« “Anodyne” de Satsuma trace une ligne fragile entre chute et reconstruction, où chaque guitare devient un refuge bricolé à la main. »
Une chambre, des murs trop proches, une voix qu’on retient pour ne pas déranger — et pourtant, tout déborde. Satsuma fabrique ici un espace paradoxal, minuscule dans sa fabrication, immense dans sa résonance. Anodyne ne sonne jamais comme un projet solitaire, alors même qu’il l’est entièrement. C’est là, déjà, que quelque chose accroche.
“Ash And Dust” s’étire d’entrée comme une cicatrice qu’on observe enfin sans détour. Les guitares, épaisses mais jamais écrasantes, laissent passer une lumière trouble, presque résignée. On pense à cette manière qu’avait Alice In Chains de rendre la lourdeur respirable, mais ici tout est filtré par une retenue contemporaine, une fragilité assumée.
Puis “Love My Lies” accélère légèrement le flux, introduisant une tension plus nerveuse, presque auto-destructrice. La voix de Cam Halkerston, jamais parfaitement stable, devient un instrument à part entière. Elle tremble, elle hésite, elle insiste. Et c’est précisément cette imperfection qui donne au morceau sa vérité.
Le cœur du projet, “Anodyne”, agit comme un point d’équilibre instable. Une tentative d’apaisement qui ne tient jamais complètement. Les nappes de guitares, plus aériennes, évoquent cette science du vide que Yo La Tengo maîtrisait si bien, où chaque espace devient aussi important que le son lui-même.

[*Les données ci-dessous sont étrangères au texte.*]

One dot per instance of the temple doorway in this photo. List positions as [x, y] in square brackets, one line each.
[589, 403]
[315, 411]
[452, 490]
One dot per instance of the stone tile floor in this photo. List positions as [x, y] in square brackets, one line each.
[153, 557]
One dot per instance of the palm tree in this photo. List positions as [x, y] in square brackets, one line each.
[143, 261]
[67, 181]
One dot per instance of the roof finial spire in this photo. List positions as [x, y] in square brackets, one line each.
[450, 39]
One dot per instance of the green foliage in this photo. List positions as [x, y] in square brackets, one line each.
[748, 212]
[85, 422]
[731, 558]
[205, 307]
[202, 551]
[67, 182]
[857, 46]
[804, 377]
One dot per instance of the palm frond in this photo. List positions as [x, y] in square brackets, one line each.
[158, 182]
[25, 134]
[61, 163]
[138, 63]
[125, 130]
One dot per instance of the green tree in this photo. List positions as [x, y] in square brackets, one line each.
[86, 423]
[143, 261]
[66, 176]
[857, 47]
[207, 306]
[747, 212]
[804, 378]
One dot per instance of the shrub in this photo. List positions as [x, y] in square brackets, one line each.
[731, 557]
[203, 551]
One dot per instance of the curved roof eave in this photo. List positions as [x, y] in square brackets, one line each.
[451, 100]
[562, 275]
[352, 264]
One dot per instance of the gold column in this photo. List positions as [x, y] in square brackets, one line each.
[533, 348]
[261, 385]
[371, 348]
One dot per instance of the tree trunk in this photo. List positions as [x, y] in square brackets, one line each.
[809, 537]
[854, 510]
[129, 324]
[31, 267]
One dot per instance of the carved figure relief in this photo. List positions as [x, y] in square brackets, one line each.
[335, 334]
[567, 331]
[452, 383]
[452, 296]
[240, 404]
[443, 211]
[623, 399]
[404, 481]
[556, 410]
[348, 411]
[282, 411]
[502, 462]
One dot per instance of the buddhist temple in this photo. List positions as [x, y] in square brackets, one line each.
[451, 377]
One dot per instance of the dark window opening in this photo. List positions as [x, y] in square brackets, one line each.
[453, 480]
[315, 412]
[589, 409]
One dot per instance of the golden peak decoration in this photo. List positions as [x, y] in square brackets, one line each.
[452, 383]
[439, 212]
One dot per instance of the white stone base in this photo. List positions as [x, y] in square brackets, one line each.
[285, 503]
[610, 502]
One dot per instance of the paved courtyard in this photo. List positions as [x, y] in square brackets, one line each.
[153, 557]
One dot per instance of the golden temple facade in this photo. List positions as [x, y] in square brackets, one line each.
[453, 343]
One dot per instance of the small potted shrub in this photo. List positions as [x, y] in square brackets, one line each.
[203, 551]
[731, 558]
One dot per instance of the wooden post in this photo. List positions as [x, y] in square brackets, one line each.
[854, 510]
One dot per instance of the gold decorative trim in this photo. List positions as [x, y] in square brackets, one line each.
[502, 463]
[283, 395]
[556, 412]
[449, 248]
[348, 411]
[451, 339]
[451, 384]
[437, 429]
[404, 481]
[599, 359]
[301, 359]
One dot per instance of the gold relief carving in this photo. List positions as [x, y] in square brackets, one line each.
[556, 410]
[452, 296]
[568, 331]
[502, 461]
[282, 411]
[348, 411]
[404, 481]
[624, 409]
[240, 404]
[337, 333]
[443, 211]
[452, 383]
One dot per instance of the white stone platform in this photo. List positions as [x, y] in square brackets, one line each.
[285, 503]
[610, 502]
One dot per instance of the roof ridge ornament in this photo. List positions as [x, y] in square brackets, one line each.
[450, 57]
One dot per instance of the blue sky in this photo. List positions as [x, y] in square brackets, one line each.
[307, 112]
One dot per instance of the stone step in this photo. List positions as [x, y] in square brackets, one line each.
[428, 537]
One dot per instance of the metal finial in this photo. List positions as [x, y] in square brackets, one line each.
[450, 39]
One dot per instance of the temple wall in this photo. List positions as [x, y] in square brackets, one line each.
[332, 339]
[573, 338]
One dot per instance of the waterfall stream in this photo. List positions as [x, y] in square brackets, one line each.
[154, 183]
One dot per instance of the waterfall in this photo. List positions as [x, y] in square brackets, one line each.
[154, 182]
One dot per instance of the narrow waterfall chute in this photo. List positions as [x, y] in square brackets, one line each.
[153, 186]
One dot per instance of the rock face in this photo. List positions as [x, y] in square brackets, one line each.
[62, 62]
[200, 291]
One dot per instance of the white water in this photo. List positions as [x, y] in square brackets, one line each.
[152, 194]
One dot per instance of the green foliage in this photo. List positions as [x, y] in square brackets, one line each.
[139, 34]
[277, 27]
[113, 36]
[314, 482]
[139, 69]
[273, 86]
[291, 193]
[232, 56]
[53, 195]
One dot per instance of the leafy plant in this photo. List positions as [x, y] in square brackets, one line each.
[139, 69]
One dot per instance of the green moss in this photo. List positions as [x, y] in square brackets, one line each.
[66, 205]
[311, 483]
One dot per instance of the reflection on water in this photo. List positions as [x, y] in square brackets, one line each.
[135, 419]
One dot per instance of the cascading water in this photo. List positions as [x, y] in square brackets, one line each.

“Touch Of Your Breath” surgit comme un interlude presque irréel, une suspension fragile, avant que “Swallowed” ne replonge dans une densité émotionnelle plus brute. Là, les textures se superposent, s’écrasent légèrement, comme si le morceau lui-même peinait à contenir ce qu’il transporte.
Enfin, “Scorched Earth” clôt l’EP avec une forme d’épuisement lucide. Rien n’est résolu, mais tout est exposé. Une terre brûlée où subsistent encore quelques pulsations.
Ce qui me marque profondément dans Anodyne, c’est cette capacité à transformer des contraintes très concrètes en langage artistique. Chanter à voix basse, enregistrer seul, refuser les artifices… tout cela devient esthétique. Une esthétique du presque, du retenu, du non-parfait.
Dans un paysage saturé de productions impeccables qui sentent l’aseptisé, Satsuma choisit une autre voie. Plus risquée, plus intime, mais infiniment plus incarnée. Ici, la musique ne cherche pas à impressionner. Elle cherche à tenir debout. Et parfois, ça suffit à bouleverser.